At the party there were many professors on Fulbrights, a second year law student who had originally been scheduled to go to Burma (Myanmar) and Macedonian intellectuals who were scheduled to come to the United States for cultural exchanges. The level of cultural exchange was very impressive, and I had to think about what a huge amount of work went into the programs that were sponsored by the United States Embassy.

The party honored a senior diplomat who was fresh from a meeting with the president of Macedonia.  This diplomat had very impressive scholarly and diplomatic credentials, and it occurred to me that some people select both the contemplative and the active life. That choice can make a huge difference in both your own life and the lives and welfare of others. Her career also made me realize how much we need to work on language acquisition and second language acquisition in our country if we are to continue to function diplomatically in this global village of ours.

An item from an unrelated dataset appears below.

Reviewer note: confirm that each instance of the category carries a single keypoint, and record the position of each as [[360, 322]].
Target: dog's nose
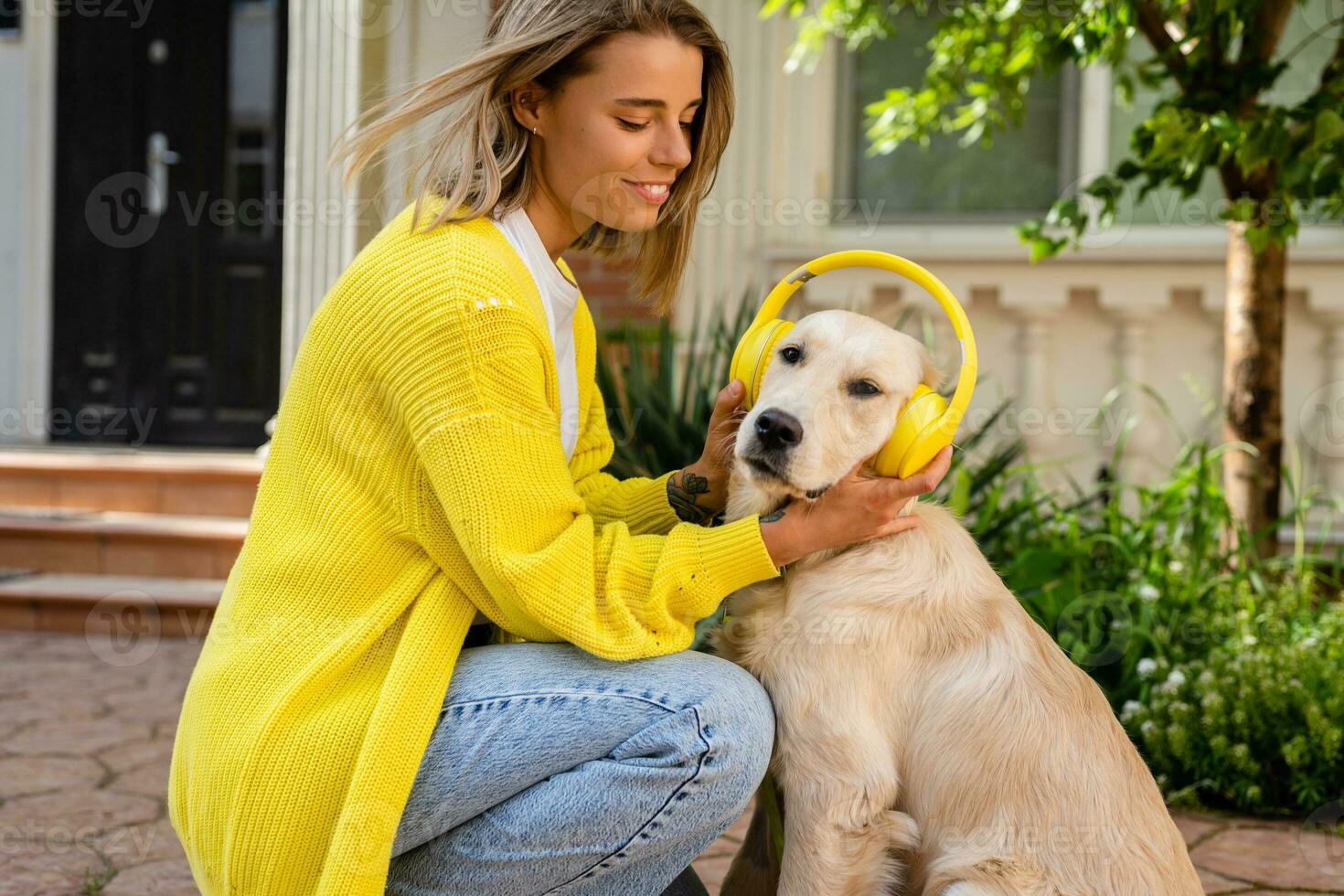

Tomorrow is a travel day for me. The embassy will send a car for me, and I will leave this beautiful mountain city and head for Bitola and my final four-day workshops in the Balkans. I will miss Tetova in a way that I have only experienced missing Sicily.  Its mountains and children and intellectuals somehow enter your heart, as you see how hard they work to further their culture, how earnestly the children attempt to succeed at the assignments, and how committed the staff at the American Corner in Tetova is to the programs they provide. It was also good, as an old Peace Corp volunteer myself, to see Melissa, the hardworking Peace Corp volunteer who did so much for our project with her amazing experience in teaching. Finally, we put together a great team here in Tetova, just as we had done in Skopje.

Now let’s see how the Macedonian Express does in Bitola, just a half an hour’s walk from Philip of Macedonian’s Heracula. Wherever Hercules was worshipped in the ancient world in classical times, difficult physical tasks were admired such as agricultural feats so I look forward to discovering if Philip named this city because of the flourishing agricultural community to be found around there.  Much of Heracula has not yet been archeologically uncovered, I have been told, but I will still take the hike out there the first chance I get and report on the city of the father of Alexander the Great.

Until Monday then, this is the Macedonian Express, on the way out of my beloved Tetova and on southward towards Bitola.